Na realidade, chegamos à cidade, o nosso alvo, pouco tempo depois. Como planeado, o piloto apontou à trajectória, seguindo uma artéria principal da cidade e, depois de passarmos os limites da cidade, fizemos uma manobra de 180 graus, ligamos a câmara e toca a disparar. Agora era a nossa única “chance”.
Tirando fotos com a Wilde,
a bordo do PV2

Enquanto um olhava para o visor da câmara e informava o comandante para fazer as devidas correcções de deriva com, “gauche”, “droite” o outro mantinha os olhos bem abertos para os potenciais mísseis. Mísseis esses que nunca chegaram, felizmente. Ainda não muito descansados, e com a adrenalina no máximo, atravessámos novamente o rio, que marcava a fronteira, e fizemo-nos directamente a Luanda. Os espíritos estavam altos e todos nos congratulámos com o bom sucesso da missão. Missão cumprida!


Por: Álvaro Santos Sá 



4 comentários:

  1. Caro Álvaro Santos Sá, quantos episódios como este não existirão nas memórias de muitos camaradas nossos...
    Felizmente este, foi reduzido a escrito.
    Obrigado pela partilha.
    Uma óptima descrição que deixa adivinhar o estado de espírito e a sensação de aventura que trouxe a quem viveu esta missão.
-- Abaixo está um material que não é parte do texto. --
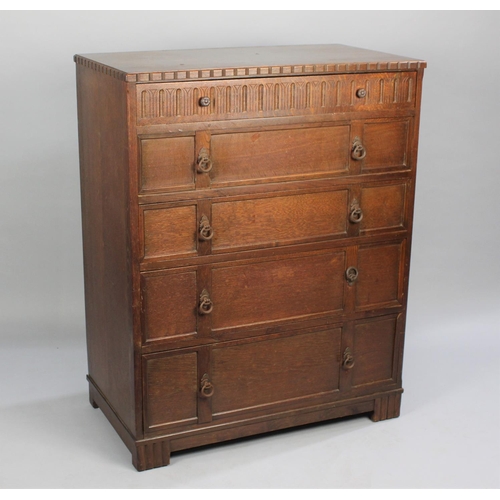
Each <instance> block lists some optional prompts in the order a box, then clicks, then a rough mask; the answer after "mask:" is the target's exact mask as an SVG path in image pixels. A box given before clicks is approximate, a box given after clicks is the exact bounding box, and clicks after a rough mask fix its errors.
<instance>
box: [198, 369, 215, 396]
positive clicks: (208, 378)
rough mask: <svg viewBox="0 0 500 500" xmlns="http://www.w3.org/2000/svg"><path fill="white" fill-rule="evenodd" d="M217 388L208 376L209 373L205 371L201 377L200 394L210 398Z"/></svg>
mask: <svg viewBox="0 0 500 500" xmlns="http://www.w3.org/2000/svg"><path fill="white" fill-rule="evenodd" d="M214 392H215V388H214V386H213V384H212V383H211V382H210V380H209V378H208V374H207V373H205V374H204V375H203V377H202V378H201V385H200V395H201V396H203V397H204V398H210V397H212V396H213V395H214Z"/></svg>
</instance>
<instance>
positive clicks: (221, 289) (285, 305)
mask: <svg viewBox="0 0 500 500" xmlns="http://www.w3.org/2000/svg"><path fill="white" fill-rule="evenodd" d="M344 261H345V254H344V252H342V251H340V252H329V253H322V254H319V255H311V256H304V257H295V258H291V259H287V260H271V261H264V262H254V263H252V264H244V265H238V266H234V265H233V266H225V267H216V268H214V269H213V271H212V299H213V302H214V311H213V313H212V328H213V329H214V330H220V329H228V328H234V327H248V326H251V325H255V324H260V323H267V322H272V321H277V320H285V319H291V318H300V317H303V316H312V315H318V314H327V313H328V314H332V313H334V312H339V311H341V310H342V308H343V290H344V269H345V265H344Z"/></svg>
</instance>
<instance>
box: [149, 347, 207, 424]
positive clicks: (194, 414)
mask: <svg viewBox="0 0 500 500" xmlns="http://www.w3.org/2000/svg"><path fill="white" fill-rule="evenodd" d="M143 372H144V386H143V392H144V413H145V430H146V431H154V430H155V429H157V428H161V427H165V426H168V425H188V424H192V423H196V422H197V420H198V384H199V382H198V378H199V377H198V353H197V352H187V353H182V352H175V351H174V352H173V353H170V354H165V355H163V356H161V357H158V356H155V357H151V356H150V357H145V358H144V361H143Z"/></svg>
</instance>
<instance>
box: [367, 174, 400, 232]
mask: <svg viewBox="0 0 500 500" xmlns="http://www.w3.org/2000/svg"><path fill="white" fill-rule="evenodd" d="M407 190H408V183H407V182H404V181H402V182H398V183H391V184H385V185H384V184H372V185H366V186H362V187H361V191H360V206H361V208H362V210H363V220H362V221H361V222H360V223H359V231H360V234H373V233H374V232H376V231H378V232H380V231H386V232H387V231H390V230H398V229H402V228H404V227H405V218H406V217H405V213H406V192H407Z"/></svg>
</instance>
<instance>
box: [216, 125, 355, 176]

Afinal, não passávamos de cachopos com uma farda militar (no meu caso, comecei com 17 anos...) e encarávamos missões como esta, com um certo aventureirismo, embora também com seriedade e empenho.
    Um abraço
    Vítor Beça
    Eabt - 71/73
    (Ota, Lajes, Montijo, Bissalanca... seguido de evacuação e fim da tropa...)

    ResponderEliminar
    Respostas
    1. Obrigado Vitor. Parece que andamos pelo Ultramar na mesma altura. É bom que haja mais gente a contribuír para a nossa memória coletiva. Abraço.

      Eliminar
    2. Olá Vitor. Obrigado pelo comentário. É bom que haja mais descrições de episódios que contribuam para uma vizão pessoal do que foram aqueles anos da nossa vida.Servem para nós recordarmos e os mais novos conhecerem. Um abraço.

      Eliminar
    3. É verdade Vitor Beça. Agradeço o comentário. Foi sem dúvida um período formativo e empolgante das nossas vidas. Espero que haja mais camaradas que se disponham a escrever as suas experiências, pois assim ficará um contributo para a nossa memória coletiva. Como sempre digo, reviver é viver. Um abraço.